Species of gastropod

Cadlina rumia is a species of sea slug or dorid nudibranch, a marine gastropod mollusk in the family Cadlinidae.

==Distribution==
Distribution of Cadlina rumia is amphiatlantic (occurring in Western Atlantic and in Eastern Atlantic). Distribution in Western Atlantic includes: Florida, Belize, Panama, Venezuela, Bahamas, Dominican Republic, Jamaica, Puerto Rico, Curaçao, St. Maarten/St. Martin, St. Lucia, St. Vincent & the Grenadines, Grenada, Brazil and Panama. This is the only species of Cadlina in the tropical western Atlantic. Distribution in Eastern Atlantic includes: ...

==Description==
Its body is oval and flat, covered with numerous small tubercles.

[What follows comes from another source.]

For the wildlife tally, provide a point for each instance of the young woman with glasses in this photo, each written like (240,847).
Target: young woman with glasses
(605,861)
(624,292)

The background color is usually translucent white with a few yellow spots (mantle glands). Rhinophores and gills are often yellowish brown. It is up to 15 mm long.

==Ecology==
Minimum and maximum recorded depth is 0 m. Cadlina rumia was found under rocks and on various sponges. This species feeds on several types of sponges from different orders (including spiculate and non-spiculate species), exhibiting a not specialized diet preference among the spongivorous dorid nudibranchs. Prey of Cadlina rumia include sponges Dysidea etheria, Haliclona sp., Callyspongia sp. and Scopalina sp.